I never thought I needed God with me when my life was going so well. I guess I deserved that wake up call so that I could find a better way of living and recognizing His presence every day.
The other kids I did chemo with thought their lives were ruined forever while I knew mine was just beginning.
It is through these very rips and tears that God's powerful light comes shining through.
That beginning led me to meet the man that would become my husband somewhere down the new road in my life. Divine Providence brought him right to my door. Literally. I met my husband when I was 16 and still trying to find the new meaning of perfect. He joined my quest as he drove me to doctors' appointments and together we discovered that we could create our own perfect world.
And we did. We realized that being healthy and happy was more perfect and important than anything. We understood that if other people didn't want to see what our version of reality was, it was just fine, because it meant more for us!

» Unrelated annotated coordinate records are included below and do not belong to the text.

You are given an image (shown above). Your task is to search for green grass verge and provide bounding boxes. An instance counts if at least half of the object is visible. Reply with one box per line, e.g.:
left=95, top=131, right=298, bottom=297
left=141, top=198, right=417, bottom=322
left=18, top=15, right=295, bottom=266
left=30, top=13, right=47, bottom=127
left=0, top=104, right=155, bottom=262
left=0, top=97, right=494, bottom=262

We learned that we each had our past problems; we each had our custom-made mail shirts and helmets that protected us from the rest of the world, but that made us perfect for each other.
The day we learned we could have a healthy baby was the most perfect day of my life until the day he was actually born. When I held him for the first time and kissed his little face, I knew that right then nothing was ever going to get me any closer to perfect. Living with him each day, seeing him smile and grow has added many perfect days to the growing pile.
Today the fabric of my life still sports some rips and tears – like all of us. But over time, I have discovered that it is through these very tears that God's powerful light comes shining through. He's the Master Weaver and He sets the quality standards. So while my silken life might not appear 100% flawless, that's okay. Today it's all really perfect to me.